Bir gitarın telinden dökülen hüzün, bir ömrün içinden süzülüp gelirdi.
Ne aceleciydi, ne de gösterişli…
Sanki hep şunu söylerdi.
“Dur. Biraz yavaşla. Hayat buradan geçiyor.”
“Road to Hell” bir şarkıdan çok bir haldi.
“Driving Home for Christmas” sadece Noel’i değil, eve dönme ihtiyacını anlatırdı.
Onu dinleyen herkes, kendi yolunu biraz daha sessiz, biraz daha derin yürürdü.

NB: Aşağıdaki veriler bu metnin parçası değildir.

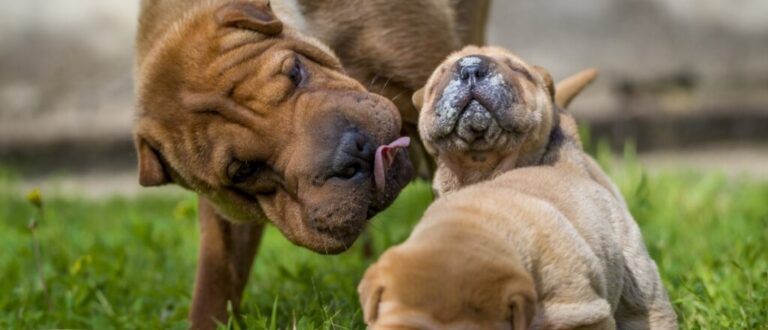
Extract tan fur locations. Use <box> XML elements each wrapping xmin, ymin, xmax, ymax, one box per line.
<box><xmin>359</xmin><ymin>48</ymin><xmax>677</xmax><ymax>329</ymax></box>
<box><xmin>135</xmin><ymin>0</ymin><xmax>490</xmax><ymax>329</ymax></box>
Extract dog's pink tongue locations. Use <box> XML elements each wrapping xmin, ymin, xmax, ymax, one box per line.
<box><xmin>373</xmin><ymin>136</ymin><xmax>411</xmax><ymax>191</ymax></box>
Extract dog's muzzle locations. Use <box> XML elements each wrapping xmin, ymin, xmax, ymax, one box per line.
<box><xmin>434</xmin><ymin>55</ymin><xmax>514</xmax><ymax>150</ymax></box>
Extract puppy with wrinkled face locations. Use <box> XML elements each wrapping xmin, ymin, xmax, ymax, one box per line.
<box><xmin>414</xmin><ymin>47</ymin><xmax>558</xmax><ymax>192</ymax></box>
<box><xmin>359</xmin><ymin>47</ymin><xmax>677</xmax><ymax>329</ymax></box>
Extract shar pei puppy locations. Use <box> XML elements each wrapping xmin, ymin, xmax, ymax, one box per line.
<box><xmin>359</xmin><ymin>47</ymin><xmax>677</xmax><ymax>330</ymax></box>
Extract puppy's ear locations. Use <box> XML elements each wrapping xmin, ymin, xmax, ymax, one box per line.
<box><xmin>135</xmin><ymin>136</ymin><xmax>171</xmax><ymax>187</ymax></box>
<box><xmin>411</xmin><ymin>88</ymin><xmax>424</xmax><ymax>112</ymax></box>
<box><xmin>533</xmin><ymin>65</ymin><xmax>555</xmax><ymax>101</ymax></box>
<box><xmin>507</xmin><ymin>276</ymin><xmax>537</xmax><ymax>330</ymax></box>
<box><xmin>357</xmin><ymin>264</ymin><xmax>384</xmax><ymax>325</ymax></box>
<box><xmin>216</xmin><ymin>1</ymin><xmax>283</xmax><ymax>36</ymax></box>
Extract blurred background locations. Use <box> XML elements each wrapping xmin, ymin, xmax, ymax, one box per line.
<box><xmin>0</xmin><ymin>0</ymin><xmax>768</xmax><ymax>195</ymax></box>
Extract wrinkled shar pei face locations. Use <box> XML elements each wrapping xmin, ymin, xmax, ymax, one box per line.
<box><xmin>135</xmin><ymin>2</ymin><xmax>411</xmax><ymax>253</ymax></box>
<box><xmin>414</xmin><ymin>46</ymin><xmax>555</xmax><ymax>166</ymax></box>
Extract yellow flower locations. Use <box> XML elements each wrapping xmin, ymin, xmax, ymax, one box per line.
<box><xmin>27</xmin><ymin>188</ymin><xmax>43</xmax><ymax>209</ymax></box>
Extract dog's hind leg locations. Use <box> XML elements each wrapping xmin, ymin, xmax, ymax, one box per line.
<box><xmin>189</xmin><ymin>197</ymin><xmax>264</xmax><ymax>329</ymax></box>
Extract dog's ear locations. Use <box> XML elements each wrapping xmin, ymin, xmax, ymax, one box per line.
<box><xmin>411</xmin><ymin>88</ymin><xmax>424</xmax><ymax>112</ymax></box>
<box><xmin>135</xmin><ymin>136</ymin><xmax>171</xmax><ymax>187</ymax></box>
<box><xmin>216</xmin><ymin>1</ymin><xmax>283</xmax><ymax>36</ymax></box>
<box><xmin>533</xmin><ymin>65</ymin><xmax>555</xmax><ymax>101</ymax></box>
<box><xmin>507</xmin><ymin>275</ymin><xmax>536</xmax><ymax>330</ymax></box>
<box><xmin>357</xmin><ymin>264</ymin><xmax>384</xmax><ymax>325</ymax></box>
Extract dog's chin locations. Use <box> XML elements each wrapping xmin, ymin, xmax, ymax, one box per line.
<box><xmin>432</xmin><ymin>99</ymin><xmax>518</xmax><ymax>153</ymax></box>
<box><xmin>304</xmin><ymin>219</ymin><xmax>366</xmax><ymax>254</ymax></box>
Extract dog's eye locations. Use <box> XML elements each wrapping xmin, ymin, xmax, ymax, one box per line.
<box><xmin>288</xmin><ymin>58</ymin><xmax>306</xmax><ymax>87</ymax></box>
<box><xmin>227</xmin><ymin>160</ymin><xmax>263</xmax><ymax>184</ymax></box>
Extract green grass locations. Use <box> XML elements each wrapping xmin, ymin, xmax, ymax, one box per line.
<box><xmin>0</xmin><ymin>148</ymin><xmax>768</xmax><ymax>329</ymax></box>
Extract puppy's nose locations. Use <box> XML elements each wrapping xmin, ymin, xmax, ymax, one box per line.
<box><xmin>456</xmin><ymin>55</ymin><xmax>490</xmax><ymax>82</ymax></box>
<box><xmin>330</xmin><ymin>129</ymin><xmax>376</xmax><ymax>180</ymax></box>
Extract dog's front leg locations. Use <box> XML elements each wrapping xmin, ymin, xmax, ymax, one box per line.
<box><xmin>189</xmin><ymin>197</ymin><xmax>264</xmax><ymax>329</ymax></box>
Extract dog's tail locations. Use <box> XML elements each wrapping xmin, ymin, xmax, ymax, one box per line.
<box><xmin>555</xmin><ymin>68</ymin><xmax>597</xmax><ymax>109</ymax></box>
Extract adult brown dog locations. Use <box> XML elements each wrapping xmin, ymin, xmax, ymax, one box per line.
<box><xmin>135</xmin><ymin>0</ymin><xmax>488</xmax><ymax>328</ymax></box>
<box><xmin>359</xmin><ymin>47</ymin><xmax>676</xmax><ymax>329</ymax></box>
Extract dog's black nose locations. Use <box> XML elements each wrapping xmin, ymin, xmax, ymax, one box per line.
<box><xmin>330</xmin><ymin>129</ymin><xmax>376</xmax><ymax>180</ymax></box>
<box><xmin>456</xmin><ymin>55</ymin><xmax>490</xmax><ymax>82</ymax></box>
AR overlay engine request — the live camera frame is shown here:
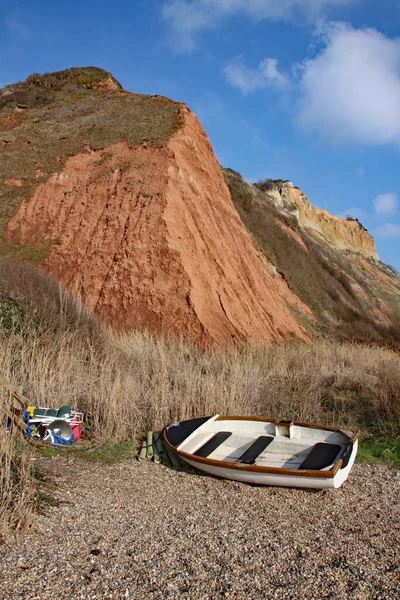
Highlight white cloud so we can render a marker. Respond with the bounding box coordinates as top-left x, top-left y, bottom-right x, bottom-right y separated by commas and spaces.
224, 56, 289, 94
339, 206, 370, 220
298, 23, 400, 144
162, 0, 358, 51
376, 223, 400, 238
374, 194, 397, 215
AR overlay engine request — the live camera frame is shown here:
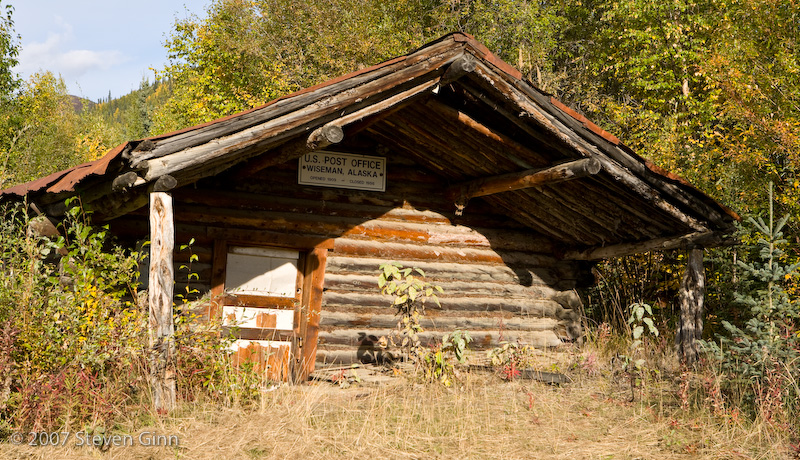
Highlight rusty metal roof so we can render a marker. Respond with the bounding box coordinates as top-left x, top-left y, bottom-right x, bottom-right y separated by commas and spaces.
0, 33, 739, 255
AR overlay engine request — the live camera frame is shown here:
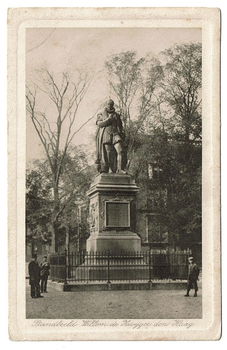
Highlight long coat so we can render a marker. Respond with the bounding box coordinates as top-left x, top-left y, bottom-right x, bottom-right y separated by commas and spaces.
96, 109, 123, 172
188, 263, 199, 282
28, 261, 40, 284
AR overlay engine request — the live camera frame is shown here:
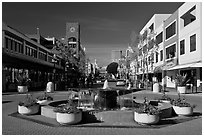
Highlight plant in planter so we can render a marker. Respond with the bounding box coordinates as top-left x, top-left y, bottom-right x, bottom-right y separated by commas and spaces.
157, 93, 172, 103
36, 92, 53, 105
134, 98, 160, 124
175, 73, 190, 94
18, 94, 40, 115
16, 72, 31, 92
54, 100, 82, 125
172, 94, 195, 116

Chris Rea, müziğiyle kimseyi ikna etmeye çalışmadı.
Kimliğini kanıtlamadı, kendini pazarlamadı.
Sadece yaşadı, çaldı ve hissettirdi.
Belki de bu yüzden bu kadar gerçekti.
Şimdi sesi susmuş olabilir.
Ama o gitar hâlâ bir yerlerde çalıyor.
Bir uzun yolda, bir gece arabasında,
Bir insanın içini usulca yoklayan bir hatıra gibi…
İyi yolculuklar Chris Rea.
Bize yolları, yağmuru ve sessizliği sevdirdiğin için teşekkürler.